Finnish Banks Pass Stress Test Simulating Three-Year Recession
Finland’s banks and insurers can withstand loan losses and weakening profitability brought on by a three-year recession, according to national stress tests conducted by the financial regulator.
The stress test showed the financial industry has enough capital to endure mounting impairments on loans and a drop in net interest income, the Financial Supervisory Authority said in a statement on its website today. Core Tier 1 capital would remain at an average of about 14 percent through a three-year recession.
Banks and insurers “as a whole withstood the impact of the scenario’s highly adverse operating environment,” the regulator said. Still, “there was significant dispersion in stress test results among individual companies.”
Finland has conducted a national stress test to gauge capital adequacy at its banks once a year since at least 2009, prompted by the global credit crunch after the 2008 collapse of Lehman Brothers Holdings Inc. No Finnish bank has failed the national or the pan-European bank stress test since then.
The northernmost euro member’s economy is in a recession, with first-quarter output contracting 0.1 percent. Industrial production slumped an annual 9.7 percent in April, the most since November 2009, as the euro-area recession hurts demand for exports such as machinery and forest-industry products.
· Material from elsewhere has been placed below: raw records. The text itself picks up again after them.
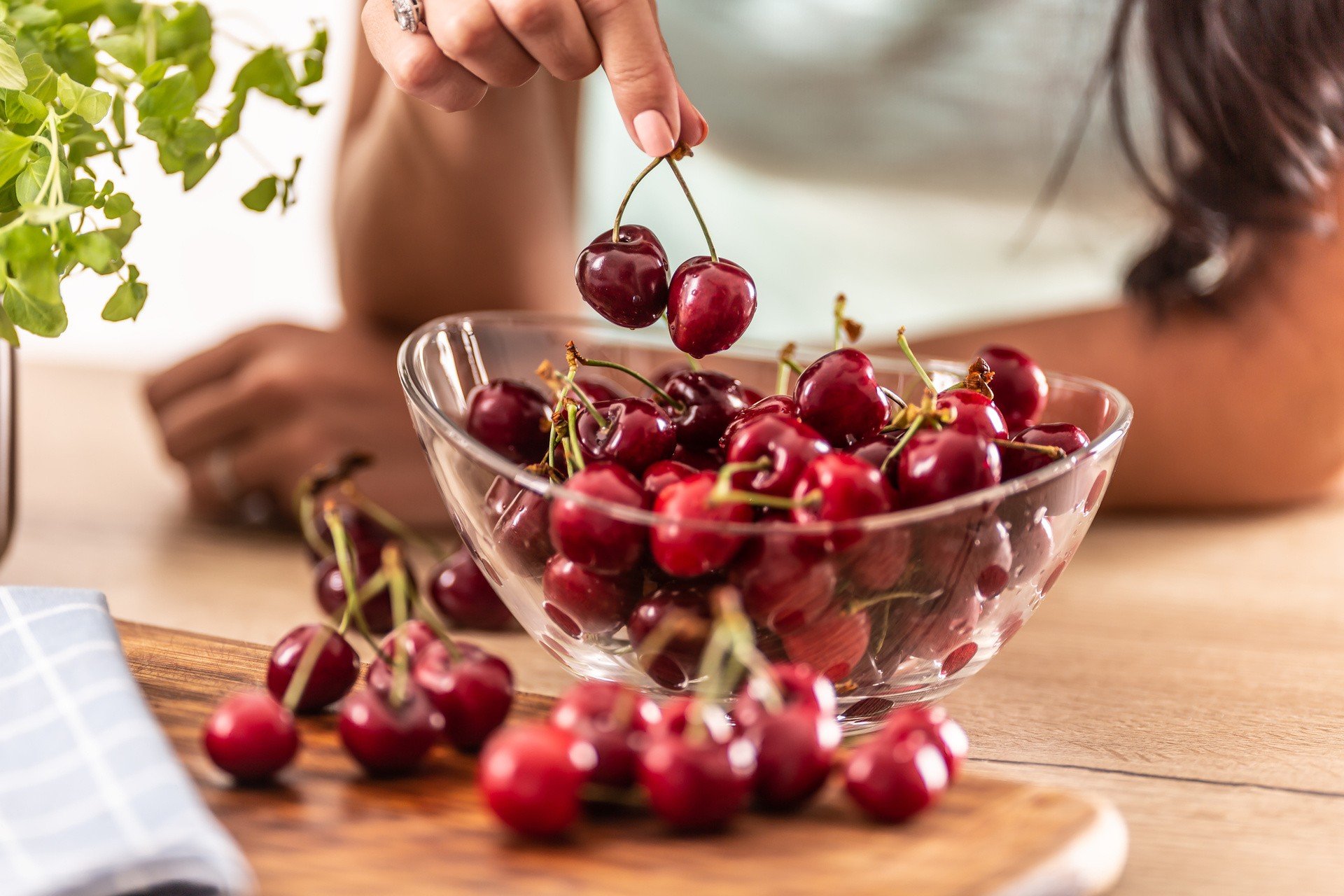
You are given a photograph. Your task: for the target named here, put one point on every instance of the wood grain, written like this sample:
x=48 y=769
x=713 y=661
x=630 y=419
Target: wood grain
x=328 y=830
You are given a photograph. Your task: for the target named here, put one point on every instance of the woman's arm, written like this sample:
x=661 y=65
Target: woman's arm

The test measured banks’ and insurers’ ability to withstand losses in an imagined scenario in which Finland’s gross domestic product contracted 5 percent this year, 5 percent in 2014 and 3 percent in 2015. The tests also assumed a rise in unemployment to 15 percent and a 13 percent annual house price decline. The scenario for banks also included a calculation for credit risk concentration, where three large counterparties would be insolvent, the FSA said. Liquidity risks were excluded from the test.